Classiques connectés #3 : Oceano Nox

Oceano nox

Oh ! combien d'usagers, et combien d'internautes
Qui sont partis joyeux pour des courses lointaines,
Dans ce morne horizon se sont évanouis !
Combien ont disparu, dure et triste fortune !
Dans la toile sans fond, par une nuit sans lune,
Sous l'aveugle océan à jamais enfouis !

Combien de comptes morts avec leurs followers !
L'algorithme ouragan a pris toutes les pages
Et d'un souffle a tout mis en ligne, sur le réseau !
Nul ne saura leur fin dans l'abîme plongée.
La vague statistique, du butin s'est chargée ;
Saisissant sur le vif, les profils et les mots !
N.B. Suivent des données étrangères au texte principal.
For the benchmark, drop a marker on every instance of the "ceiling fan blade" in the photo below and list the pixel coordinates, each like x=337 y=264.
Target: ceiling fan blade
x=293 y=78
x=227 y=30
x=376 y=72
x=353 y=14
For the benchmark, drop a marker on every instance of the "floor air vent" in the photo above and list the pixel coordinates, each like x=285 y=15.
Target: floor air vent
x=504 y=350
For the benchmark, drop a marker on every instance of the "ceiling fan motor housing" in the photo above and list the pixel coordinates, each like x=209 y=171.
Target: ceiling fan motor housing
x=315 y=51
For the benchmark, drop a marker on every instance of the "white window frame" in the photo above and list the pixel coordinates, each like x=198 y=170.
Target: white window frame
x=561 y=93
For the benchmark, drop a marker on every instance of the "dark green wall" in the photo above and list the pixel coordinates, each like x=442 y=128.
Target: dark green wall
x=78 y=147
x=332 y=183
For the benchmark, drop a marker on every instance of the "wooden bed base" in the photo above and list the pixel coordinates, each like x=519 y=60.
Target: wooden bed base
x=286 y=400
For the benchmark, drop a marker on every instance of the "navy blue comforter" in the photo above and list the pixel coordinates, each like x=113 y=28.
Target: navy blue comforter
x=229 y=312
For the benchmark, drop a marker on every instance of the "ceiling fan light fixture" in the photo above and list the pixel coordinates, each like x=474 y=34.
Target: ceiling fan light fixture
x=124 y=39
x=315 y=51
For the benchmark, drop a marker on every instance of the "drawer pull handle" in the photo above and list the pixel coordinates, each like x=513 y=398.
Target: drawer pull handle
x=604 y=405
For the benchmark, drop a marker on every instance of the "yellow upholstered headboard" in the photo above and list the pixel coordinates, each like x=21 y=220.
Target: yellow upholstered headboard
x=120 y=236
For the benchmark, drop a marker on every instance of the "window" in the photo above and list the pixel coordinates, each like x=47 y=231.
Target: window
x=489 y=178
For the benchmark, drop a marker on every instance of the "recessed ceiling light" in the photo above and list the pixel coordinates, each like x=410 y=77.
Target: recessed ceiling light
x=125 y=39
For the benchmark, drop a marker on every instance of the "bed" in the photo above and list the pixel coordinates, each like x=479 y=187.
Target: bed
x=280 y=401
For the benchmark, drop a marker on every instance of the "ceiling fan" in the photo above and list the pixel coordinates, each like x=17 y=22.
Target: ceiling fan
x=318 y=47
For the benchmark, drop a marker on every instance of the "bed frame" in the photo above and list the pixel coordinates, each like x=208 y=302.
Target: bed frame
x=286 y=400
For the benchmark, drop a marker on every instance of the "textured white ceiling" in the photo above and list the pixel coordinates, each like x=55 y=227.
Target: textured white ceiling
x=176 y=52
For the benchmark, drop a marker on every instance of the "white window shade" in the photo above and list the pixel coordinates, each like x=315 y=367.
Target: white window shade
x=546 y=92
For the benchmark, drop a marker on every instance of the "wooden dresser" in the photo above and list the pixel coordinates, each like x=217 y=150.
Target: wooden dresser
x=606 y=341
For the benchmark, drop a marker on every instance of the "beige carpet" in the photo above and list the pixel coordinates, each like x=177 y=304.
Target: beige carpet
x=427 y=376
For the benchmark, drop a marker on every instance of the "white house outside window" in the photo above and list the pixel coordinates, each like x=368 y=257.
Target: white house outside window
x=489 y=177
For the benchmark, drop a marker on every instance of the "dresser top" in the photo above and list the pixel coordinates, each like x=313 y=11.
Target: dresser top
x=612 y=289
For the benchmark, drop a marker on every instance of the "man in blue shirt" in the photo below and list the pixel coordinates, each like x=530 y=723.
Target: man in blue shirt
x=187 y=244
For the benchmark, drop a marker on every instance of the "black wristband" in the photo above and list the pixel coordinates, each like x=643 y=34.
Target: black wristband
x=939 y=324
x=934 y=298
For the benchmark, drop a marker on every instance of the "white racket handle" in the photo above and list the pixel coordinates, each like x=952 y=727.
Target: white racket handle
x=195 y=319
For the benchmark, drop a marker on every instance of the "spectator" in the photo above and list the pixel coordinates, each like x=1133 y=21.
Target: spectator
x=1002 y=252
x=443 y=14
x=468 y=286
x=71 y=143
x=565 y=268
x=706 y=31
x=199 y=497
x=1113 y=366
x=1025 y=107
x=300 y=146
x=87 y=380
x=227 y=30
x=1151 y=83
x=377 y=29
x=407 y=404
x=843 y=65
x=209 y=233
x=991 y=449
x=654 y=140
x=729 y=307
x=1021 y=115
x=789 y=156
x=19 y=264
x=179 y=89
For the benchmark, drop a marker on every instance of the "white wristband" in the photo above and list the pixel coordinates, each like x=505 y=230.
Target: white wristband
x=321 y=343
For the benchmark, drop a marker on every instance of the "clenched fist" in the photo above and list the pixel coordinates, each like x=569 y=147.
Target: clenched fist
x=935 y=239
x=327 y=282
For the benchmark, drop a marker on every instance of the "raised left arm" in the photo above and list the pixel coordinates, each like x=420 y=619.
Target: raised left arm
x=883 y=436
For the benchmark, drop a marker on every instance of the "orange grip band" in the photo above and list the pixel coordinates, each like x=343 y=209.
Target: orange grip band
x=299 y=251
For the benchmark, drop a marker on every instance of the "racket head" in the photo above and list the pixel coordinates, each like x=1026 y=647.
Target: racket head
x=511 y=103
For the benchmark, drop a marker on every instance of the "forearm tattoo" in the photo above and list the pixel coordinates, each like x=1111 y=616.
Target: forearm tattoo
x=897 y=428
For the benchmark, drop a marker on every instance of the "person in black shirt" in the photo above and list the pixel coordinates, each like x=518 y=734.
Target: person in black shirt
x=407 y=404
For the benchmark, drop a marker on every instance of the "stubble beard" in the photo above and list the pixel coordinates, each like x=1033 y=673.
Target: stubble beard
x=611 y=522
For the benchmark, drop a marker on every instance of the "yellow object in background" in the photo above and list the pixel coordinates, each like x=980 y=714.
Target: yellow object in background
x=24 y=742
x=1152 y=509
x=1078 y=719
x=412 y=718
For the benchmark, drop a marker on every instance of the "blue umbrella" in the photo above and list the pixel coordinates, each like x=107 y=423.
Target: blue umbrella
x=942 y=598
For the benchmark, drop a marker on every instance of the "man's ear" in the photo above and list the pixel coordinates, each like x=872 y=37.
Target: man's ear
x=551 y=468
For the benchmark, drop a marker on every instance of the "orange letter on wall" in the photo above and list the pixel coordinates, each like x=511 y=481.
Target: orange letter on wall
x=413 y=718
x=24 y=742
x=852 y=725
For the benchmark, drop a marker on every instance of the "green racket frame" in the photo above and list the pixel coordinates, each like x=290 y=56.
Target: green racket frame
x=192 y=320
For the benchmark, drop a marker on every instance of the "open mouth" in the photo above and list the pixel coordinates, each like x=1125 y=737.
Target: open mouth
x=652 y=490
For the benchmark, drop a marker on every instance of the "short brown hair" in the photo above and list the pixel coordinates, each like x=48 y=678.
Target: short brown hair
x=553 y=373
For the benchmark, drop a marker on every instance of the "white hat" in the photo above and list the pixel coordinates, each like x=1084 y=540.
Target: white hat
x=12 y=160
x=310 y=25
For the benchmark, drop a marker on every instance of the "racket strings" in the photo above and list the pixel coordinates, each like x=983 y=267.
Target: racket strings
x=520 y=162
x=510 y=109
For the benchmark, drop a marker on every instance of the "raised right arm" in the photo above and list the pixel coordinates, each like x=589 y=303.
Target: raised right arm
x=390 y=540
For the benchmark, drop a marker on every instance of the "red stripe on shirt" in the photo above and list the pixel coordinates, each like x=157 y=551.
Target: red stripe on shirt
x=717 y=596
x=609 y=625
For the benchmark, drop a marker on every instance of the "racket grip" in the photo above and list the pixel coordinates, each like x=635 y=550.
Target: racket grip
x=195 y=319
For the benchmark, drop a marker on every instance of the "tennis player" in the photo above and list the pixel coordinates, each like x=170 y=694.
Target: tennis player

Nul ne sait votre sort, profils, pages perdues !
Archivés par-delà les sombres étendues,
Où aucune donnée ne peut être inconnue.
Oh ! que de vieux parents, qui n'avaient plus qu'un rêve,
Sont morts en attendant tous les jours sur la grève
Ceux qui ne sont pas revenus !

On s'entretient de vous parfois dans les veillées.
Maint joyeux cercle, assis sur des ancres rouillées,
Mêle encor quelque temps vos noms d'ombre couverts
Aux rires, aux refrains, aux récits d'aventures,
Aux baisers qu'on dérobe à vos belles futures,
Tandis que vous dormez dans les goémons verts !

On demande : – Où sont-ils ? sont-ils rois dans quelque île ?
Nous ont-ils délaissés pour un bord plus fertile ? –
Puis votre souvenir même est enseveli.
Le corps se perd dans l'eau, le nom dans la mémoire.
Le temps, qui sur toute ombre en verse une plus noire,
Sur le sombre océan jette le sombre oubli.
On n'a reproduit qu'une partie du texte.